Mein Sommer nebenan (German Edition)
Mom macht ihre heiße Schokolade mit irgendwelchen raffinierten Schokoraspeln aus einem Feinkostladen in San Francisco. Die schmelzen leichter.
»Wir haben keine Sahne«, sagt Harry niedergeschlagen, während er den Kühlschrank wieder schließt. »Heiße Schokolade ohne Schlagsahne ist doof.«
»Nicht, wenn man Marshmallows reintut«, sagt George.
»Titi?«, ruft Patsy traurig von Andys Arm und schaut sich suchend um.
»Was, wenn Daddy tot ist und sie es uns nicht sagen?«, fragt Andy. George fängt an zu weinen. Als ich ihn auf den Arm nehme, kuschelt er den Kopf auf meine Schulter und seine warmen Tränen purzeln auf meine nackte Haut.

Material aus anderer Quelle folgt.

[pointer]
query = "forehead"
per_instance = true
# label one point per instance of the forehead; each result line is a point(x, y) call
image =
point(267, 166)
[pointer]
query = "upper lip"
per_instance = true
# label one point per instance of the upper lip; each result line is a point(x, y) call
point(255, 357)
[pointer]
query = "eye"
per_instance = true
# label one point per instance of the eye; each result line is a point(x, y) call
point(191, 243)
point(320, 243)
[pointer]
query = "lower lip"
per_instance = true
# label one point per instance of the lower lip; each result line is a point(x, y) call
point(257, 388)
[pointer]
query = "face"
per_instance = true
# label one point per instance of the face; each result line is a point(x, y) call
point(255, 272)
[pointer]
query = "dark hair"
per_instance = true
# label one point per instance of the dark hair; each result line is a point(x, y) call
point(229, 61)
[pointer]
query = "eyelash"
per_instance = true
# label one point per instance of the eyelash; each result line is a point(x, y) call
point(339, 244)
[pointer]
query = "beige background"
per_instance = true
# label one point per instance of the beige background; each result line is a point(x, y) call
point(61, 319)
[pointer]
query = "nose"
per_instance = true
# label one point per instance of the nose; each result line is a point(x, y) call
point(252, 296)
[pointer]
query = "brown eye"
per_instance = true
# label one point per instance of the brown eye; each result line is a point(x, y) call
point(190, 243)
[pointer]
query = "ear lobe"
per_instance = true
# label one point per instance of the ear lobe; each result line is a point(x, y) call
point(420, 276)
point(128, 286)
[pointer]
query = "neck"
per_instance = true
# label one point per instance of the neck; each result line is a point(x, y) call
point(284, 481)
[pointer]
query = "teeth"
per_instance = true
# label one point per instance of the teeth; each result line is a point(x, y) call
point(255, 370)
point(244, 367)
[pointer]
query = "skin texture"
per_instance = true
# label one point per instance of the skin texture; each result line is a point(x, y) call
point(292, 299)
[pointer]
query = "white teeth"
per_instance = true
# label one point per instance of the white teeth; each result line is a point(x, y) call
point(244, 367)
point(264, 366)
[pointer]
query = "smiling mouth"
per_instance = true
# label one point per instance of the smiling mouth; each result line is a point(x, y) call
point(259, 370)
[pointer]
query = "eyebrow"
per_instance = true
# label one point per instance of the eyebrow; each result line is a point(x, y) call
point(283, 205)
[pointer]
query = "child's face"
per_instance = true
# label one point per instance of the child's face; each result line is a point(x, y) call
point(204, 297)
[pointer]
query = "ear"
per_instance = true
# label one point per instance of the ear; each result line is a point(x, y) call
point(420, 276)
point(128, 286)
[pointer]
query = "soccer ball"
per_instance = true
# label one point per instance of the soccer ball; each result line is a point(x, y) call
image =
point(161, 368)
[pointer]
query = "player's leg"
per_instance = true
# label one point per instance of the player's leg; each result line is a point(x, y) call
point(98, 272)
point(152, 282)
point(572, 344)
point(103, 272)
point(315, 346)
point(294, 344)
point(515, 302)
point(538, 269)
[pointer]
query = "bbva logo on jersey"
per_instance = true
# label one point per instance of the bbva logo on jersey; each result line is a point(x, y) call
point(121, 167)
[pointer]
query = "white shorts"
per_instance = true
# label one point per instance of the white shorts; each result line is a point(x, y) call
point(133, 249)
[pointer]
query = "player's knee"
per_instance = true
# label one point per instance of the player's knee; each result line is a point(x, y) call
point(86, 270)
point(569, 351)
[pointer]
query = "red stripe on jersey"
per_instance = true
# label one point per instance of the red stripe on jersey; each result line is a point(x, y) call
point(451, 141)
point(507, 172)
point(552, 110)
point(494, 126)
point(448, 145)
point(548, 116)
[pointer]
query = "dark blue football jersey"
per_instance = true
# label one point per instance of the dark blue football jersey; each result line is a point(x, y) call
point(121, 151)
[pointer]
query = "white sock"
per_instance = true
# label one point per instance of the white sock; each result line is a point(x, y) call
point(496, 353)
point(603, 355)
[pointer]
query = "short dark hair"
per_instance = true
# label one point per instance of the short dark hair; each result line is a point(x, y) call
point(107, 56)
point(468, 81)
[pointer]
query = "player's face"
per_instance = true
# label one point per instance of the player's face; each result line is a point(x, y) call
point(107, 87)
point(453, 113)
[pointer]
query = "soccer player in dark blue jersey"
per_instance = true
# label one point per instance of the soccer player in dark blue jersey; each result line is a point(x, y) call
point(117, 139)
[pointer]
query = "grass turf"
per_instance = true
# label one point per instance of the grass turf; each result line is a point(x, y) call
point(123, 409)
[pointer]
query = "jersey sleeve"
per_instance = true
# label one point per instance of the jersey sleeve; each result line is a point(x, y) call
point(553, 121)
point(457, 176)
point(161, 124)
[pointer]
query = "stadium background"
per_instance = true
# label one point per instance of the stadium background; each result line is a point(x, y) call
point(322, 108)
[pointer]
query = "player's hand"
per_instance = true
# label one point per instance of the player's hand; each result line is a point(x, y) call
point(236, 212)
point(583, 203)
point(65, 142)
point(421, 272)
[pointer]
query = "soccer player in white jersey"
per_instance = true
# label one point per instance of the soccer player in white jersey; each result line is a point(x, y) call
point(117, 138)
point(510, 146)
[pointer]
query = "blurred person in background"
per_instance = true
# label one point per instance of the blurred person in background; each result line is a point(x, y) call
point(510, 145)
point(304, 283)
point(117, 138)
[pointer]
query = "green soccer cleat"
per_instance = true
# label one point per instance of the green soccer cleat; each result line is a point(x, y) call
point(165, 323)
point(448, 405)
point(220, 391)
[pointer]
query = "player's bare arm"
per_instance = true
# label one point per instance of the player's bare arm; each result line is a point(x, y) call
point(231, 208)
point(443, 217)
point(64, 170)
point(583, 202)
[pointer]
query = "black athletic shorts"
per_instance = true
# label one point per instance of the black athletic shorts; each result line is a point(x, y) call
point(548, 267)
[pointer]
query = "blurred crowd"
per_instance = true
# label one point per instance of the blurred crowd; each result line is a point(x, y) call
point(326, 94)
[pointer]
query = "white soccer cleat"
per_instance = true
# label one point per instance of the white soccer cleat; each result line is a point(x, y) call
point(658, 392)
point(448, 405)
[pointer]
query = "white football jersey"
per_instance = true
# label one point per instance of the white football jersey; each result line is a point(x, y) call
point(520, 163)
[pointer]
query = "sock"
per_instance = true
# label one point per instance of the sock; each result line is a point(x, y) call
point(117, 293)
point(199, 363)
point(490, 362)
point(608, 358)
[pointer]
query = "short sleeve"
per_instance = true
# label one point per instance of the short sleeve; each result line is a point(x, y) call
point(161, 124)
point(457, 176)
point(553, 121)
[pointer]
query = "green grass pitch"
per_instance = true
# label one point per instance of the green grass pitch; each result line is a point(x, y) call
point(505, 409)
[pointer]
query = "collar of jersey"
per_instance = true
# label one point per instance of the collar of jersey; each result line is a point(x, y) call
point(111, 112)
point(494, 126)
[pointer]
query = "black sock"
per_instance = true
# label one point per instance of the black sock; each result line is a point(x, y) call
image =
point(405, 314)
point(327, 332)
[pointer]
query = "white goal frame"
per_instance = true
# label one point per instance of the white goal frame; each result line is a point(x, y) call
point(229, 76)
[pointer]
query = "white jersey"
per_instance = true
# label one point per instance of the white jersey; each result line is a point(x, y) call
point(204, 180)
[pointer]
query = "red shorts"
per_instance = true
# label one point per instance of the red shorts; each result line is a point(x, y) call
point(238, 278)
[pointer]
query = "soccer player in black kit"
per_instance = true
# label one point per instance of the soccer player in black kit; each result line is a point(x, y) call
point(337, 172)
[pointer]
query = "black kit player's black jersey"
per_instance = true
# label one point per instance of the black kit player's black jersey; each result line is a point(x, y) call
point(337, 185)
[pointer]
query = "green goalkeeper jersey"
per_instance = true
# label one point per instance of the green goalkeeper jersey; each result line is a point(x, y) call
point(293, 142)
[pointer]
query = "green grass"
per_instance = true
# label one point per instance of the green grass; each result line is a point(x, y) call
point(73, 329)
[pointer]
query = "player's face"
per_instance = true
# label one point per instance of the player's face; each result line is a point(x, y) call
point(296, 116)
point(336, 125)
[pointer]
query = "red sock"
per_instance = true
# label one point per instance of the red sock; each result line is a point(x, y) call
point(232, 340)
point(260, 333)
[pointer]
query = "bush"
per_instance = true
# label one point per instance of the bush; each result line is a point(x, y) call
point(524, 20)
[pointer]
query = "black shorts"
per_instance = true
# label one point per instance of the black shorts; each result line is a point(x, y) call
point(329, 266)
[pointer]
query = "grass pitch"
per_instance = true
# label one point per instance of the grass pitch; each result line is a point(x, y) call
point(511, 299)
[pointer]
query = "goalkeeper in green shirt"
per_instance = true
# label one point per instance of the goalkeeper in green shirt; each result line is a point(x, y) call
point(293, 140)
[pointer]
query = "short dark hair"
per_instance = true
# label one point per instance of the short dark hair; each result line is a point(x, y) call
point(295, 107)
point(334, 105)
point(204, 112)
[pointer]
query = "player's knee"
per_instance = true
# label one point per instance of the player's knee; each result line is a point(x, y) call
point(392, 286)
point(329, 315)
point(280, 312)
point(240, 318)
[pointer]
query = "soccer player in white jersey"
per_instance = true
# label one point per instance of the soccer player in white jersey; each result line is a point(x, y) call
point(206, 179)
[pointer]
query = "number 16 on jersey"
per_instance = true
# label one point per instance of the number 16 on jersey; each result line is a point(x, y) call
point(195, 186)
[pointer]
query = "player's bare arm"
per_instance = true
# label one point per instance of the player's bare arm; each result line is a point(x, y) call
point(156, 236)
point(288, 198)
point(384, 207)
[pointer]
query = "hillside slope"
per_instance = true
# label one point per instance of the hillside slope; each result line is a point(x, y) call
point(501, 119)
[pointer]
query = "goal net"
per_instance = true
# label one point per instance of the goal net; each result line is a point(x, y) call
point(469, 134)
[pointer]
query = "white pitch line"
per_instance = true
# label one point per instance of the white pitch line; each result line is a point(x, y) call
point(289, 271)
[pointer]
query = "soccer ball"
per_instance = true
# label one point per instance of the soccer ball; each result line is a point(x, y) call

Mir schießt die Erinnerung an Nan durch den Kopf – wie sie sich vor gar nicht allzu langer Zeit genauso vertrauensvoll an mich geschmiegt und geweint hat, und wie sie ihre Schutzschilde jetzt wieder komplett hochgefahren hat –, bin mit meinen Gedanken dann aber sofort wieder bei Mr Garrett. Er ist doch so kräftig und sportlich, was um Himmels willen kann passiert sein? Ein Herzinfarkt, ein Schlaganfall, eine geplatzte Ader in seinem Kopf …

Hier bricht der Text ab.